After California, no state boasts more productive and diverse agriculture than Michigan. If you want proof, just look at the farmers’ markets — more than 200 now operate in Michigan — or take a drive along Fruit Ridge and see the miles of apple, cherry, and peach orchards stretching from Walker to Grant.

When the West Michigan Agricultural Education Center offered to loan us a portion of their land, we welcomed the opportunity. For a Food Bank feeding hungry people in one of the world’s richest farming regions, a better question might be, Why not farm?

Beyond simply making good sense, there are a number of reasons Feeding America West Michigan chose to start farming:

  • • Health. When struggling families are trying to feed their children, they’re looking for the most calories for the lowest price. In our culture, that usually means high-sodium, low-nutrient, sugar-packed processed foods. By growing our own vegetables, we can to do our part to make sure that everyone has access to healthy food, no matter how much money they make.

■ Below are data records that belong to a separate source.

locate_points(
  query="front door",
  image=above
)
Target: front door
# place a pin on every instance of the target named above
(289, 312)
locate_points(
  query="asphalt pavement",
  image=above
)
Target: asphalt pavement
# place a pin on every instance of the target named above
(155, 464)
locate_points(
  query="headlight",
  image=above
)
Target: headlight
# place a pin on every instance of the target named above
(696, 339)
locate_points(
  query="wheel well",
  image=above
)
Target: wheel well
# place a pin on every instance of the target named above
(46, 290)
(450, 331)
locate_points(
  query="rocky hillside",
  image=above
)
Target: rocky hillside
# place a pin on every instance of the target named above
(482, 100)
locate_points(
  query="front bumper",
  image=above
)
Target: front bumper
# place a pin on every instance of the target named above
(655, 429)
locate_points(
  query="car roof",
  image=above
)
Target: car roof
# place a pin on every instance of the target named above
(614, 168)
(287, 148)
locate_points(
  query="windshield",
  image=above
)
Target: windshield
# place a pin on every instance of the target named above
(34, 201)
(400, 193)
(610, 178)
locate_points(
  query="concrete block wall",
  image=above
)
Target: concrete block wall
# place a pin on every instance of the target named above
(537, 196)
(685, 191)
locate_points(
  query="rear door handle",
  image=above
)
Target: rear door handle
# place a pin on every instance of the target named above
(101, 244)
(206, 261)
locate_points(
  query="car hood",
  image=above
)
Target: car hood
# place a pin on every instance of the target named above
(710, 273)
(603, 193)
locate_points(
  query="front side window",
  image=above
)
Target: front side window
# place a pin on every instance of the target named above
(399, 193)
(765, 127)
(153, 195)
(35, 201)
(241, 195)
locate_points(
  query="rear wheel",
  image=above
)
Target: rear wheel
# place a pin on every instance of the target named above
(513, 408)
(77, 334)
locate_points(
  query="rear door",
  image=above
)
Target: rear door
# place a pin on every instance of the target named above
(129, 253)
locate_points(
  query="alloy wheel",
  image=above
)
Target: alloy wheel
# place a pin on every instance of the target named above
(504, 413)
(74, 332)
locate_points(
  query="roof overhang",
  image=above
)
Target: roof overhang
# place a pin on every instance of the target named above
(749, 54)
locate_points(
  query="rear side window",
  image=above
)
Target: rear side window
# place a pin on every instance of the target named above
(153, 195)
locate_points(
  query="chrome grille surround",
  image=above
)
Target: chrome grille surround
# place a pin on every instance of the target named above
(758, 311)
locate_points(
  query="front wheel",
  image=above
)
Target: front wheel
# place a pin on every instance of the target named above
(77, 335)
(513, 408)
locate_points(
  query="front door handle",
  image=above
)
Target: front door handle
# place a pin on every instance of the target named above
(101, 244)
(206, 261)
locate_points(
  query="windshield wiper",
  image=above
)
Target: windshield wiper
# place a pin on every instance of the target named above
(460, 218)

  • • Stewardship. By growing food locally, we’re taking a stand for the environment. Food produced close to where it’s consumed often requires less fuel, less packaging, and fewer preservatives than food shipped in from across the country. Reducing the environmental impact of our food system has always been central to our work. Last year alone, we saved nearly 24 million pounds of good food from going to waste.

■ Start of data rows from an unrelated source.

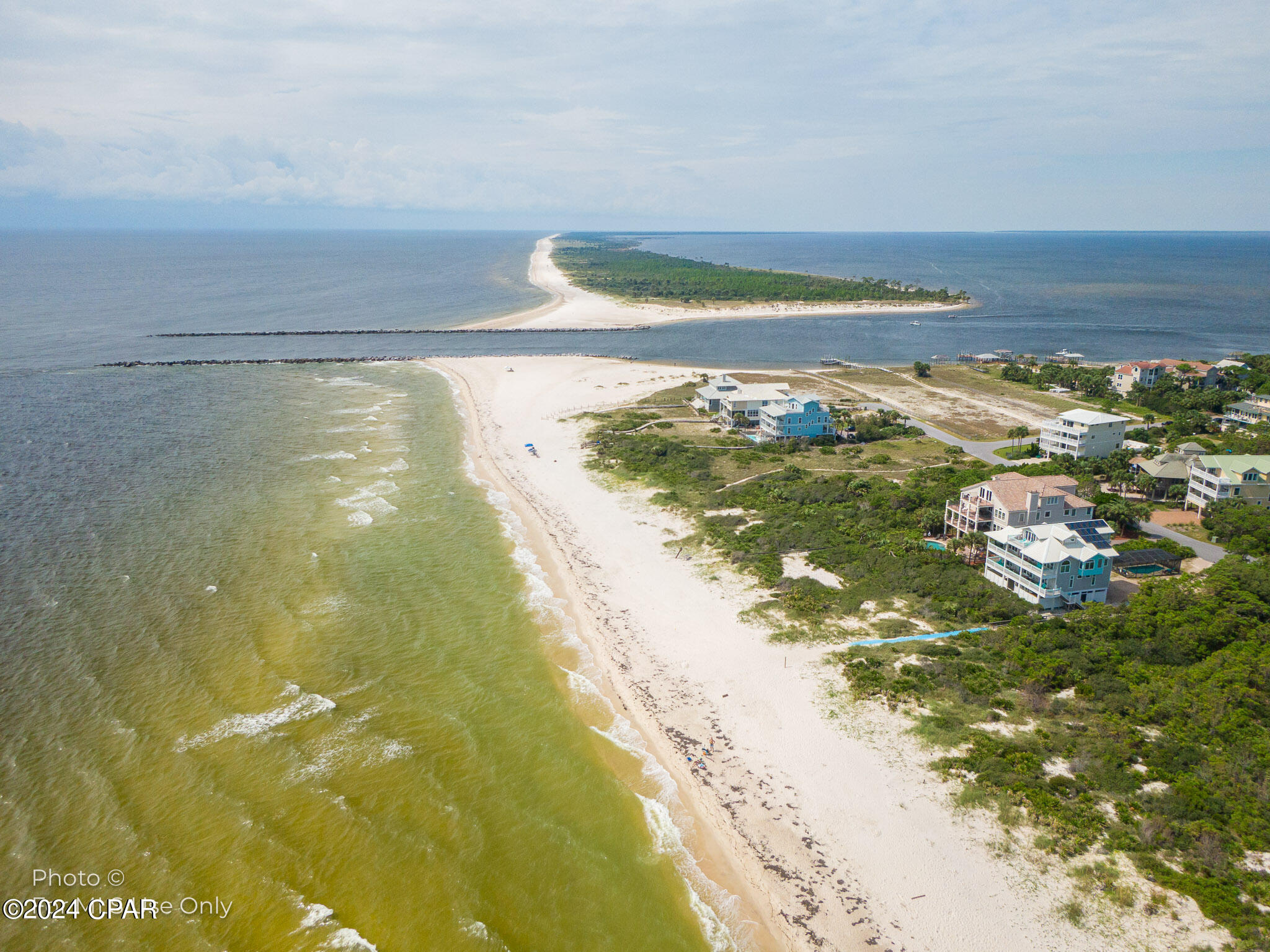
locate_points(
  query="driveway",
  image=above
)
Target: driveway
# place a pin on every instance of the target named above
(975, 448)
(1204, 550)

  • • A Dependable Source. Every summer and fall, our volunteers head out to local farms and glean the produce that remains after the harvest. While this is a great way to gather nutritious, farm-fresh produce for our clients, and we eagerly anticipate these opportunities every year, due to the nature of gleaning, we typically only have a couple days to coordinate the event. Growing our own crops allows us to plan for the harvest months in advance, making sure that none of that food goes to waste.
  • • Taste. Have you ever eaten a handful of blueberries right off the bush? Or been taken aback by how sweet your spaghetti sauce tastes when you use tomatoes from the farmers’ market? If so, you won’t need us to convince you that nothing really comes close to homegrown fruits and vegetables. Shouldn’t those in need have access to the same kind of high quality local food the rest of us enjoy?